In 2009 I made the switch to Python, after having worked exclusively with PHP and Javascript for almost a decade. I really like the language, much more than I ever liked PHP. Of course it’s not perfect (see one of my first posts called Things I hate about Python and Django), but I never really thought much about the lesser parts of the language.

Until I started to learn other languages as well, that is.

In May of 2010 I learned Objective-C, to create iPhone- and iPad apps. I like the fact that everything is very strict: you always know precisely what types of arguments a methods expects, and what the return value will be. I spend a lot less time looking at source code or documentation; Xcode’s autocompletion will tell me in detail how I should call a function and what I’ll get back. Then again, writing separate header- and implementation files is not on my list of things I like to day all day long.

A few week ago I bought a book on Ruby. Mainly because it looked like a very nice language, but also in great part because of MacRuby and its Cocoa bindings. My suspicion was correct: Ruby is a very nice language. In fact, in many ways it looks much friendlier and more logical than Python. Of course also this language has its quirks, things that would bother me.

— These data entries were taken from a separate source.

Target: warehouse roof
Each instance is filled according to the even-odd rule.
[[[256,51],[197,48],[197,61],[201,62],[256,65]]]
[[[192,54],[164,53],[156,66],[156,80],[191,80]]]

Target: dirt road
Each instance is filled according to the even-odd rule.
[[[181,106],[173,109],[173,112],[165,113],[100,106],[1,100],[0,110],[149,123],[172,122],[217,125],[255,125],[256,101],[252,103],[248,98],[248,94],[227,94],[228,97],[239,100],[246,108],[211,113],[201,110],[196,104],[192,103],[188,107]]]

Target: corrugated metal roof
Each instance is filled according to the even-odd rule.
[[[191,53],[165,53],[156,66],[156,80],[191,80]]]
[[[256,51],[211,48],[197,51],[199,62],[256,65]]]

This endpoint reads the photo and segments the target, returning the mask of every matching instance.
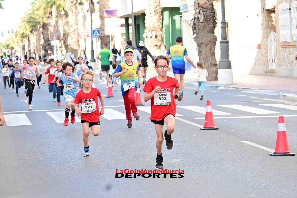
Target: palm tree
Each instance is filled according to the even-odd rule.
[[[146,47],[152,50],[155,45],[160,46],[163,39],[162,10],[160,0],[148,0],[147,2],[147,7],[144,10],[146,30],[143,36],[145,38]]]
[[[100,18],[100,39],[101,40],[101,46],[103,48],[103,44],[107,43],[108,44],[108,48],[109,47],[109,36],[105,34],[104,31],[104,27],[105,23],[104,22],[104,13],[105,10],[109,7],[109,0],[99,1],[99,18]]]
[[[199,60],[206,66],[208,73],[207,80],[218,80],[218,64],[214,53],[217,19],[213,2],[214,0],[195,0],[195,13],[191,22],[193,33],[195,34],[194,40],[198,46]]]

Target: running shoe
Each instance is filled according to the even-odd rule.
[[[139,119],[140,119],[140,116],[138,115],[138,114],[137,114],[137,112],[136,112],[133,114],[133,116],[134,116],[134,118],[136,119],[136,120],[139,120]]]
[[[179,91],[178,92],[178,97],[177,98],[177,100],[178,101],[181,100],[181,94],[183,93],[183,92],[181,91]]]
[[[75,122],[75,116],[72,117],[71,116],[71,118],[70,119],[70,120],[71,121],[71,123],[72,124],[74,124],[74,123]]]
[[[25,96],[25,98],[24,98],[24,102],[25,103],[27,103],[27,102],[28,101],[28,98],[27,97],[27,96]]]
[[[172,140],[171,134],[166,135],[166,134],[167,130],[165,130],[165,132],[164,132],[164,137],[166,140],[166,146],[167,147],[167,149],[170,150],[173,148],[173,140]]]
[[[84,157],[91,156],[91,154],[90,154],[89,148],[85,148],[83,149],[83,156]]]
[[[128,120],[128,123],[127,124],[127,126],[128,128],[131,128],[132,127],[132,119]]]
[[[156,168],[157,169],[163,169],[163,158],[157,157],[156,159]]]
[[[65,118],[65,119],[64,120],[64,126],[68,126],[68,122],[69,121],[69,118]]]

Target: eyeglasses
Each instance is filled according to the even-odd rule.
[[[165,69],[166,69],[167,68],[168,68],[168,66],[163,65],[162,66],[162,65],[157,65],[156,66],[156,67],[159,69],[162,69],[162,67],[164,68]]]
[[[93,80],[91,79],[86,79],[85,78],[83,79],[83,81],[84,81],[86,82],[91,82],[93,81]]]

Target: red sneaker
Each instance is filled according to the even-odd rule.
[[[65,120],[64,121],[64,126],[68,126],[68,122],[69,121],[69,118],[65,118]]]
[[[75,116],[73,117],[71,116],[71,118],[70,119],[70,120],[71,121],[71,123],[72,124],[74,124],[74,123],[75,122]]]

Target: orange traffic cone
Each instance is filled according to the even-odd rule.
[[[216,127],[214,122],[214,116],[212,115],[211,110],[211,104],[210,101],[207,100],[206,103],[206,112],[205,113],[205,121],[204,126],[203,128],[200,128],[201,130],[210,130],[211,129],[219,129],[219,128]]]
[[[272,156],[292,156],[295,153],[291,153],[289,148],[288,139],[287,138],[287,131],[285,125],[284,116],[281,115],[279,118],[277,135],[277,144],[274,152],[270,153]]]
[[[137,90],[136,90],[136,94],[135,95],[135,103],[136,106],[144,105],[141,102],[141,99],[140,96],[140,91],[139,91],[139,85],[137,87]]]
[[[108,90],[107,90],[107,95],[106,98],[115,98],[113,96],[113,93],[112,92],[112,86],[111,84],[111,81],[109,80],[108,82]]]

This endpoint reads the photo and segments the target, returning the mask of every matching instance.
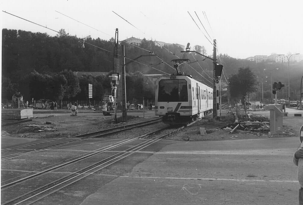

I then began to wonder what my ideal language would look like, if I could design my own. One part Ruby, one part Python, sprinkle with the best parts of Objective-C, and finish with the outstanding documentation of PHP. It would probably have the following characteristics:

  • There should be one —and preferably only one— obvious way to do it
  • Everything is an object
  • Significant whitespace but with curly braces: easy to see where a function or block ends, but will enforce correct indentation (i.e. will not run when code inside a block is not indented correctly)
  • Static, Strong and Duck typing
  • Add methods to existing classes (even internal ones) like in Ruby or Objective-C’s categories.
  • Unicode everywhere
  • Function names and variables may end with punctuation codes ? and !. The question marks makes it clear it’s a function that returns a Bool. The exclamation mark indicates the function should be used with care, for example because it modifies a variable in place (instead of returning a modified copy).
  • Very few global functions, prefer methods on internal classes
  • Keyword arguments
  • Visibility: public, protected, private
  • Blocks like in Ruby or Objective-C
  • Multiple inheritance
  • Decorators
  • Only one way to add comments: the # sign. Multi-line comment syntax like /* */ is ugly.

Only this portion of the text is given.